Error after deleting a node from cluster, can't start cman

slappyjam

New Member
Feb 27, 2013
13
0
1
Hey guys,

I am having a problem with one of the nodes in my cluster. I was trying to delete the node so I could re-add it. After I ran 'pvecm delnode' on the node I wanted to delete (virt2-atl), restarting cman caused a seg fault. I want to add the node back into the cluster but since I can't start cman, I can't add the node. I have a feeling the process is bailng on a config file but not sure. Has anyone seen this or can someone point me in the right direction here?

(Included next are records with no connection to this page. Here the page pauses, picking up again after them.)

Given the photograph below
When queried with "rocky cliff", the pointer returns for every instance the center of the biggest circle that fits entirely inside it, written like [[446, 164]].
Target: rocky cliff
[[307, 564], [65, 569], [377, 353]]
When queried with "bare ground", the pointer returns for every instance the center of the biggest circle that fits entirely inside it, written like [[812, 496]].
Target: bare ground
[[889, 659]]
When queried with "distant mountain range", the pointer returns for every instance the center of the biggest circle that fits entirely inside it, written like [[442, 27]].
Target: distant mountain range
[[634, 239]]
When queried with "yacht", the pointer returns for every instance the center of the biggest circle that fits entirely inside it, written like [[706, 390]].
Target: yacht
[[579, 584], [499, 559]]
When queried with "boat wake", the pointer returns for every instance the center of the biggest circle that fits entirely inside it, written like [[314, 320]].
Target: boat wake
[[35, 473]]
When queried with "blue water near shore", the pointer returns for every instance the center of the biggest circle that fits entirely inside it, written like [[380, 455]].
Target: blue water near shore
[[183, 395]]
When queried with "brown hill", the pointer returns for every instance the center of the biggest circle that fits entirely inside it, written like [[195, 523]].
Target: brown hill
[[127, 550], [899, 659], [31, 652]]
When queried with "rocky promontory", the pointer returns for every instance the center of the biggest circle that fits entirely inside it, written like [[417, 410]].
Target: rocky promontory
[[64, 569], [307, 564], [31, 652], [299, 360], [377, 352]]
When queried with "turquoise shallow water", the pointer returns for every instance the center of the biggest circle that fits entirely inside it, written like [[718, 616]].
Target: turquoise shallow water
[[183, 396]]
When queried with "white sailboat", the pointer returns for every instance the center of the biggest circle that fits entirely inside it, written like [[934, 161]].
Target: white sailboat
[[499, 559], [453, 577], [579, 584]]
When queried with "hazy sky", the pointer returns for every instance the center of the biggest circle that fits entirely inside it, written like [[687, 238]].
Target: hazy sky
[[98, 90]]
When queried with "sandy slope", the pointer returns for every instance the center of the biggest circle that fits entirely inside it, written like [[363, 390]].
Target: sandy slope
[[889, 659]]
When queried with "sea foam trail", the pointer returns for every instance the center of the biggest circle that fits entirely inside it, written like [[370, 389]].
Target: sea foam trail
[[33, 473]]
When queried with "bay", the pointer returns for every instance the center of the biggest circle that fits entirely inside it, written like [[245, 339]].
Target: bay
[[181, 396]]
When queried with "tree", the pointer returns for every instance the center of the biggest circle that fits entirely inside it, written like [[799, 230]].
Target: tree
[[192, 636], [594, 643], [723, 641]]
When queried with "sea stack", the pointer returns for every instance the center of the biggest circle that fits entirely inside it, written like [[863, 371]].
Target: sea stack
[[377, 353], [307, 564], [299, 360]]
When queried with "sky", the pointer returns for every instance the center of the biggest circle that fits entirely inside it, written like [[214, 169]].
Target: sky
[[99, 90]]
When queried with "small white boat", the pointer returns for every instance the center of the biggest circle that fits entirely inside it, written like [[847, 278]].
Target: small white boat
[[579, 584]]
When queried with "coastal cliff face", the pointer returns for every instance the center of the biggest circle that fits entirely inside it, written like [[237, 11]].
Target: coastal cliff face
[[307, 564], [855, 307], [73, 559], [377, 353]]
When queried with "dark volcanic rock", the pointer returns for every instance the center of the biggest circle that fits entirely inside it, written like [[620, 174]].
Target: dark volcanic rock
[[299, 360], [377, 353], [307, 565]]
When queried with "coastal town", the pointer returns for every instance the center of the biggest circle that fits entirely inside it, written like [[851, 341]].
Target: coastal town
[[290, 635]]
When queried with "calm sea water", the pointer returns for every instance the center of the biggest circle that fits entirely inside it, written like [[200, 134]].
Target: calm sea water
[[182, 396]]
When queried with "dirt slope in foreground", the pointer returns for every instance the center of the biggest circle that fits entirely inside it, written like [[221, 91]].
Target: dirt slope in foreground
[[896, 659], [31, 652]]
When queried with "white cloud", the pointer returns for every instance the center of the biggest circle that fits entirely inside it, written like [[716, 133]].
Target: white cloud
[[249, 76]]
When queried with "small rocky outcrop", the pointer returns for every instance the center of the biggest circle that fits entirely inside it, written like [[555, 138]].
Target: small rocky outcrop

Here's the output from the node when I try to start cman (and YES I have tried rebooting):
Code:
root@virt2-atl:~# /etc/init.d/cman start
Starting cluster:
   Checking if cluster has been disabled at boot... [  OK  ]
   Checking Network Manager... [  OK  ]
   Global setup... [  OK  ]
   Loading kernel modules... [  OK  ]
   Mounting configfs... [  OK  ]
   Starting cman... /usr/sbin/ccs_config_validate: line 186: 101930 Segmentation fault      (core dumped) ccs_config_dump > $tempfile


Unable to get the configuration
corosync [MAIN  ] Corosync Cluster Engine ('1.4.4'): started and ready to provide service.
corosync [MAIN  ] Corosync built-in features: nss
corosync [MAIN  ] Successfully read config from /etc/cluster/cluster.conf
corosync died with signal: 11 Check cluster logs for details
[FAILED]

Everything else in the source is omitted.